Sude kısa saçlarını yeşil pinco jel kalem ile kafasının üstünde toplamış. elektrik süpürgesinden bile etkilenen hormonlarım bunu da boş geçmiyor. Hilal tekrar arkasını döndü. elinin tersi ile kulaklarının önünden saçlarını atıp boynunu bana cüretkar bir şekilde sergiliyor.
hilal güzel kız da sude biraz çirkin. kafamı sıra ile duvar arasına sıkıştırmış tek kulaklıktan him - gone with the sin dinliyorum.

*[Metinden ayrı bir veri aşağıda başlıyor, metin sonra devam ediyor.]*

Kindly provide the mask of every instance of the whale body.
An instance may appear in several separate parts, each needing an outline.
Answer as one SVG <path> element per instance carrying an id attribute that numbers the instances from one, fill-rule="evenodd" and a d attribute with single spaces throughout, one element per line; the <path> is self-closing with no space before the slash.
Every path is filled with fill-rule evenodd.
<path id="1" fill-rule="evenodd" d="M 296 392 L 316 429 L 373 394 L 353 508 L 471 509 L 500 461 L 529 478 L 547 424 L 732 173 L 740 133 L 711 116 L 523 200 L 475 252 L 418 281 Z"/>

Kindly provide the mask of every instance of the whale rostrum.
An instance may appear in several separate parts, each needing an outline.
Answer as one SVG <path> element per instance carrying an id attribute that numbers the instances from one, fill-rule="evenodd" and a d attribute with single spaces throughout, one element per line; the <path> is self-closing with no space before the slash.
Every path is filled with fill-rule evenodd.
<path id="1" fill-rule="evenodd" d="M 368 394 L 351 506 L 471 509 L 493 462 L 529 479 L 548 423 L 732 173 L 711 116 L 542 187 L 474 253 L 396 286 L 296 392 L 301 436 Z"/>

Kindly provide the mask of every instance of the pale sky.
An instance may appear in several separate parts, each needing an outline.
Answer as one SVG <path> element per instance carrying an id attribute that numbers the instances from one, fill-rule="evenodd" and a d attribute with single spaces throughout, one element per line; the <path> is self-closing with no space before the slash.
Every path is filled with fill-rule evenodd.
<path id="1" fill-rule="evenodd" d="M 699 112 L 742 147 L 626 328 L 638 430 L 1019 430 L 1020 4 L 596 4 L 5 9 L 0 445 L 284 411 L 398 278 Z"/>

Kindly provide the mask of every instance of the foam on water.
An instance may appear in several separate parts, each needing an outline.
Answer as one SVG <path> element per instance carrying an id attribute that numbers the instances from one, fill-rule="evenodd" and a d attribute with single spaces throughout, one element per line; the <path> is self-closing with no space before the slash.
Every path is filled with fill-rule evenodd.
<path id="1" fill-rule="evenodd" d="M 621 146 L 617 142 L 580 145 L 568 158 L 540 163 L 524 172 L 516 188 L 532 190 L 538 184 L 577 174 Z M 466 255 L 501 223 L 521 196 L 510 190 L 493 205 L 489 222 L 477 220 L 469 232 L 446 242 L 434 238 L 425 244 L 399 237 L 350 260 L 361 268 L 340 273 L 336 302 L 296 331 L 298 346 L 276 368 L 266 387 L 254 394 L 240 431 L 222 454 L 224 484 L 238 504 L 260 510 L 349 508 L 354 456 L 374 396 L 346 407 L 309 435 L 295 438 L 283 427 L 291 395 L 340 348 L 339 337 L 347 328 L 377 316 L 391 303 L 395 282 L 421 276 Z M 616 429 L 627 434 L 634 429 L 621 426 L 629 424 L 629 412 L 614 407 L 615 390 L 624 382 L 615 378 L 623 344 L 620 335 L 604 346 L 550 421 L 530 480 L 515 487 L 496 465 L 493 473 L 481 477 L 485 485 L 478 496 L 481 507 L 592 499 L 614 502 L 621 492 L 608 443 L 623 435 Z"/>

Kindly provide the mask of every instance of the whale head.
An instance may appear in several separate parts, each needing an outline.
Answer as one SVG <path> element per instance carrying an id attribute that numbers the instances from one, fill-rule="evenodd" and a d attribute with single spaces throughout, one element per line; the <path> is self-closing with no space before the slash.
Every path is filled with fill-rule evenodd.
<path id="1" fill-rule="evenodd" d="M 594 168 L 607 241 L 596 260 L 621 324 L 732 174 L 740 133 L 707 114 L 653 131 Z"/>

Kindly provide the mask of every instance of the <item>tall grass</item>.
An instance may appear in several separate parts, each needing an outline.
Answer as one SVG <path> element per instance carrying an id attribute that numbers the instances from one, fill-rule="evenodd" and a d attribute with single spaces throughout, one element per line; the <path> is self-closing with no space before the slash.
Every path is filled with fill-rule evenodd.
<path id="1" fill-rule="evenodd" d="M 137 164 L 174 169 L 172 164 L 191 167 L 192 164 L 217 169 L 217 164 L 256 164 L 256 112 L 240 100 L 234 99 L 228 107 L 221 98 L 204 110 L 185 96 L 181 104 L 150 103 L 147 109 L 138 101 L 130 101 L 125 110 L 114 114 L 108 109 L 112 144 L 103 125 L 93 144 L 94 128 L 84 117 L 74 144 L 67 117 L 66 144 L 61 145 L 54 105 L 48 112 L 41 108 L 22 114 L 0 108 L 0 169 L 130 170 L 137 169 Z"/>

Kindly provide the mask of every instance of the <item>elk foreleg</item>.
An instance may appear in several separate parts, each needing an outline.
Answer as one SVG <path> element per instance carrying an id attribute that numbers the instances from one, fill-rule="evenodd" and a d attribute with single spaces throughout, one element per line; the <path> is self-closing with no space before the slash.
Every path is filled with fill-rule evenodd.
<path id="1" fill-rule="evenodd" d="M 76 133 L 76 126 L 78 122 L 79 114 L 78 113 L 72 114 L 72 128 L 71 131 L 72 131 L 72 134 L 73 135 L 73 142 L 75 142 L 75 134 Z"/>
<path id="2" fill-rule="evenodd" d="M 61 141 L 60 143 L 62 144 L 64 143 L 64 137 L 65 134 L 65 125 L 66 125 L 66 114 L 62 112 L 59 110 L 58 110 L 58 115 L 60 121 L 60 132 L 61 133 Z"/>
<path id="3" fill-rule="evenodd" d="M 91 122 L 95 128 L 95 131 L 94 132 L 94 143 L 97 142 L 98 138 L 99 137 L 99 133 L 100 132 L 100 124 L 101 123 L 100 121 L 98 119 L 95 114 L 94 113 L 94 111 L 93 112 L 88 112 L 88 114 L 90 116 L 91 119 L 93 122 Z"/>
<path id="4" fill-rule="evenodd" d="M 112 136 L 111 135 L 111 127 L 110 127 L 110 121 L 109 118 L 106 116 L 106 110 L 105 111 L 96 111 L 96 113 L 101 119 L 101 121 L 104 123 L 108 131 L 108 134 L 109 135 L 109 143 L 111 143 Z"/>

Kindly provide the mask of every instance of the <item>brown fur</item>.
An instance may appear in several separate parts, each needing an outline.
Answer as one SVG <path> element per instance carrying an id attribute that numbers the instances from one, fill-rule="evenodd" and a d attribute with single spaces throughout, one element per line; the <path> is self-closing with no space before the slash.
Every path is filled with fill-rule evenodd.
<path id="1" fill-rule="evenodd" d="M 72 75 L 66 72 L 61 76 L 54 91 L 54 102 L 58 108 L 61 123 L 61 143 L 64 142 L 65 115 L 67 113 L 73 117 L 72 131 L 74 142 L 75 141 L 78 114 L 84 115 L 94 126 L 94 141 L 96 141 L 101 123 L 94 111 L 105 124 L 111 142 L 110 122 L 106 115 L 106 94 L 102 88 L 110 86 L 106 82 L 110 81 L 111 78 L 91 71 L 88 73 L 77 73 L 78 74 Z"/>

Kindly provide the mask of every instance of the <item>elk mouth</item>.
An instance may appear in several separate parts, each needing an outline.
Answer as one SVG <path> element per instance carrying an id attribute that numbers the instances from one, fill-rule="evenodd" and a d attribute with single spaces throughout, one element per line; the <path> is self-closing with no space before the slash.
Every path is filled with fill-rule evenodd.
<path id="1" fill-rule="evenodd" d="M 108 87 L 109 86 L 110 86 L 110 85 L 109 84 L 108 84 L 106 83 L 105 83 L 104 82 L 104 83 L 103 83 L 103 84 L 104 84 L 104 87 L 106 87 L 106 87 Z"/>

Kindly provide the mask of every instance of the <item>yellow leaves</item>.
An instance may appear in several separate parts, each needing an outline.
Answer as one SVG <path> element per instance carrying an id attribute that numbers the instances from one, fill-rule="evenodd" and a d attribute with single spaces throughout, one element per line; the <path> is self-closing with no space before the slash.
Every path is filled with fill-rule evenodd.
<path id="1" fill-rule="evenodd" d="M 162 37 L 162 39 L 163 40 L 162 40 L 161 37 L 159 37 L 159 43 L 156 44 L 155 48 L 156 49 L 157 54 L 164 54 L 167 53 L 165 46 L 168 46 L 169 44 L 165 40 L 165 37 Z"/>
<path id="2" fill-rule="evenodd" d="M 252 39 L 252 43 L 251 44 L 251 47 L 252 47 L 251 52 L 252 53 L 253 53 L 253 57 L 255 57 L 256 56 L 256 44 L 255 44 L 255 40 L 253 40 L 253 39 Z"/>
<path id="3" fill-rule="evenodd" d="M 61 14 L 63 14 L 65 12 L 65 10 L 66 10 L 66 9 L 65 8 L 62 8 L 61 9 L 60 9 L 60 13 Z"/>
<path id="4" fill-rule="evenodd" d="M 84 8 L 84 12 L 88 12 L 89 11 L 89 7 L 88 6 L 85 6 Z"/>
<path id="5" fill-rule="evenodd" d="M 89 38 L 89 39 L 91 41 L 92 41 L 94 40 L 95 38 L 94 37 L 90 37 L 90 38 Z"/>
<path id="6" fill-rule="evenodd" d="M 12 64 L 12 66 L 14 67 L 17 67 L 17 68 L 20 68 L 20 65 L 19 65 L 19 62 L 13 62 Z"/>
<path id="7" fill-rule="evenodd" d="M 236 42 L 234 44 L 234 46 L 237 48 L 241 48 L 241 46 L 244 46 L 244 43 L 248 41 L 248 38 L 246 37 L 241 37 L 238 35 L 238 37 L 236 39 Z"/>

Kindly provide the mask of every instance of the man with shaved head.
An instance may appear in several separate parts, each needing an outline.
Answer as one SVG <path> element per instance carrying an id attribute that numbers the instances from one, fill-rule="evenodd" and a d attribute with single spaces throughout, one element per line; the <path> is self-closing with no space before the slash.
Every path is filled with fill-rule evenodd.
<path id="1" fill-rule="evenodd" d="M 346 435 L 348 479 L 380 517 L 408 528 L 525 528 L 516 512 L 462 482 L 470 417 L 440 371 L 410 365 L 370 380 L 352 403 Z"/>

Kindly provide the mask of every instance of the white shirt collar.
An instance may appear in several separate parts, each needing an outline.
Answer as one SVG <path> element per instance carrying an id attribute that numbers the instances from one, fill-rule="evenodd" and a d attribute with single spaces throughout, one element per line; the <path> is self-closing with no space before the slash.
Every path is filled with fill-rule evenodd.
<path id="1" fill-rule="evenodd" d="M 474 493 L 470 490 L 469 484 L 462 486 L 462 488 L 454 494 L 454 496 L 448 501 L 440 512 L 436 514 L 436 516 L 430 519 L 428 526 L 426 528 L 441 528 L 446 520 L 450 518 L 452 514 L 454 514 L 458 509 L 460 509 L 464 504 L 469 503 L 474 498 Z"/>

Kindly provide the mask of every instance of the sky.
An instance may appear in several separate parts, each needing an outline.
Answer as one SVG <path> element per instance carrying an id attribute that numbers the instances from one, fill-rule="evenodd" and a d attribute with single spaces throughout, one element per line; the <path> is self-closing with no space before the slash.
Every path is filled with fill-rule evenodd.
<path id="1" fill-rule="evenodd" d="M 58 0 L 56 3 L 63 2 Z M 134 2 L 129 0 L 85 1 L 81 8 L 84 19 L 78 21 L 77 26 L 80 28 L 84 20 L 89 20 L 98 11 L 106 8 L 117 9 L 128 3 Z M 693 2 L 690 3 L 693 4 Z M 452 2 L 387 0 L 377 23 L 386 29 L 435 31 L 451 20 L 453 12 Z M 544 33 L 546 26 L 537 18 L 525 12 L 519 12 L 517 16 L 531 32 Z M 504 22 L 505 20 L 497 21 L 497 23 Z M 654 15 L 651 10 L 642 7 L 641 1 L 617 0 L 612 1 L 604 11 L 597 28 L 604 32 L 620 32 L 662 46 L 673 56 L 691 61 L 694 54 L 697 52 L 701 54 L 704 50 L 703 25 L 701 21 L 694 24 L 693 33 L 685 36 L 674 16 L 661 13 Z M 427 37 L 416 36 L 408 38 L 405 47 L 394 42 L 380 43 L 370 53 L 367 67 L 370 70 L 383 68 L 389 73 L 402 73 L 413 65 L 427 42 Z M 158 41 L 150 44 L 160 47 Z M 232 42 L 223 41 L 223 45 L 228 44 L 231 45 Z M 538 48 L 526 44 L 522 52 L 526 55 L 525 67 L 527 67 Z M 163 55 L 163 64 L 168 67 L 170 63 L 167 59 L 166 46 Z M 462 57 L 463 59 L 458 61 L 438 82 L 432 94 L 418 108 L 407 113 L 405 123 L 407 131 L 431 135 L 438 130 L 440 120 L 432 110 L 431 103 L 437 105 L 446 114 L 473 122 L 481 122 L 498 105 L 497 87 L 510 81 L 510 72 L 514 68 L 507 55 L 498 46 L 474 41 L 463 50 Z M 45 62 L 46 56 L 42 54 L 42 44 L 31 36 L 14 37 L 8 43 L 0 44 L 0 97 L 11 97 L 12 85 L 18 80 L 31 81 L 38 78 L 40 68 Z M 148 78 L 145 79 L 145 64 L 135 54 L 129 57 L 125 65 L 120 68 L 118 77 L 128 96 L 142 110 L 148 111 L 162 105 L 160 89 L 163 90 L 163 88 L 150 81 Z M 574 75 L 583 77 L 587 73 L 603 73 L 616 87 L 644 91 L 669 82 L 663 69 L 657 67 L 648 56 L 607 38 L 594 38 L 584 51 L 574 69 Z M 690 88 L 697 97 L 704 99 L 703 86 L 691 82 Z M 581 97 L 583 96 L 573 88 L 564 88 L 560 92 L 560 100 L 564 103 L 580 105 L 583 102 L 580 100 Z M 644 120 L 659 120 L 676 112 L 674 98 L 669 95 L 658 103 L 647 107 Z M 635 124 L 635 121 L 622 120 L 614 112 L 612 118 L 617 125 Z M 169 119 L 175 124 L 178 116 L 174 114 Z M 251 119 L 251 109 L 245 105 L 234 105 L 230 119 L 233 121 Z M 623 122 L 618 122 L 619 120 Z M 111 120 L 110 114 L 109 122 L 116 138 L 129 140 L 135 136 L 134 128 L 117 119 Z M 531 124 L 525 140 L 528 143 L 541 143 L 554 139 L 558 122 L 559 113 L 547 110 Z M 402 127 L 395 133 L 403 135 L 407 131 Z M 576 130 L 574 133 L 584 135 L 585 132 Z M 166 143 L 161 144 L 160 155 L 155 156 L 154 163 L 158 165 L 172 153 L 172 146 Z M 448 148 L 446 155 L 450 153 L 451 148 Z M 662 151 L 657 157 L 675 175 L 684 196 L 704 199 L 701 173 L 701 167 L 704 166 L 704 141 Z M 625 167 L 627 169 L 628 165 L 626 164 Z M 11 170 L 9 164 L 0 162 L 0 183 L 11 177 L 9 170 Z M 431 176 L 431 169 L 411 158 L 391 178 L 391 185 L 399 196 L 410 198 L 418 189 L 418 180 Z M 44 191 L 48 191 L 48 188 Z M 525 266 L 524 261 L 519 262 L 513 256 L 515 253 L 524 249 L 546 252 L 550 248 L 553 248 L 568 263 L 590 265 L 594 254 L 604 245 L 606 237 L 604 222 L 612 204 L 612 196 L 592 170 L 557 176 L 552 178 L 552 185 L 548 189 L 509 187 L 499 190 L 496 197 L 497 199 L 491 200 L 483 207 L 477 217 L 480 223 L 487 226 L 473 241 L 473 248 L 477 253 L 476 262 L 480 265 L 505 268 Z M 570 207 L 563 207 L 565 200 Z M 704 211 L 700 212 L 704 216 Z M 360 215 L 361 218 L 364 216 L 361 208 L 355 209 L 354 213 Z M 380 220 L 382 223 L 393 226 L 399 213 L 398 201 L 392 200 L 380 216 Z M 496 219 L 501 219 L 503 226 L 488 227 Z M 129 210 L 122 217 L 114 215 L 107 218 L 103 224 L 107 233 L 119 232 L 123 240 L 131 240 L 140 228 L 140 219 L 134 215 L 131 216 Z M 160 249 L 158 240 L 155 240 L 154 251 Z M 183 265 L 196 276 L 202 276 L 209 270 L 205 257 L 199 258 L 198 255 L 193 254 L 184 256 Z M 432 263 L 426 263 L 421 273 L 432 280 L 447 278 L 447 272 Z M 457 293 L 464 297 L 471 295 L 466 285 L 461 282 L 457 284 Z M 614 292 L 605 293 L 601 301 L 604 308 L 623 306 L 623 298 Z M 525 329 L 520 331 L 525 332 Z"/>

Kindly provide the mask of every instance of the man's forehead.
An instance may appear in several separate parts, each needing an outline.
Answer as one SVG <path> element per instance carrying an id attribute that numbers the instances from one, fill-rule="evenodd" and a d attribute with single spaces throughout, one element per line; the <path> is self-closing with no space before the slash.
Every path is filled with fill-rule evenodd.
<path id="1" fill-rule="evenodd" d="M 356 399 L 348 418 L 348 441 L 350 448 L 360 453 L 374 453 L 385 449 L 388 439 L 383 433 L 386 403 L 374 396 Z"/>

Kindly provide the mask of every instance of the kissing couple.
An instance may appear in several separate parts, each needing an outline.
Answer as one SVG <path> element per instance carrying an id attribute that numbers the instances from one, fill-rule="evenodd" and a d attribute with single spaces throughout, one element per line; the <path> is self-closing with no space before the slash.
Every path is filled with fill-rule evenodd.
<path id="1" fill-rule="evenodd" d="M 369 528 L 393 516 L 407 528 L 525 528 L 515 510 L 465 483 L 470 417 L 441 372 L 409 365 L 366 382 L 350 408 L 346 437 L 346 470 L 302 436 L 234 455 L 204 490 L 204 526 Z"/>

önümde sonsuz olasılıklar var. 2 sene sonra nerede olacağım. hatta seneye nerede olacağım bilmiyorum.
fatih sınıfın diğer ucundan bana sesleniyor. bakıyorum nah yapmış huur çocuğu.
öğretmenin tahtaya yazdığı iki üç örneği hızlıca çözüyorum. kafam çalışıyor he.
millet neden köpek gibi çalışır hiç anlamam.
çok güzel kar yağıyor dışarıda. ah şimdi cam kenarında olsaydım. cam kenarında olanlar çok şanslı.
ama boşver. bahar geldiğinde de çok sıcak oluyor.
okullara da klima takmıyorlar zaten.
evet ortak çarpan parantezine aldım. sadeleştiler. cevap 2 değil mi hocam.
öğretmen iğrenerek bana bakıyor.
nedense lise öğretmenleri sonuç odaklı değiller. çalışan kişilerin daha değerli olduğunu düşünüyorlar. bence insanların çoğunu lisedeyken kaybediyorlar.
çalışmadan bir soru yapıyor oluşum o dersin öğretmeninde neden karnına vurulmuş bir yumruk etkisi yaratır hiç bir zaman anlamayağım.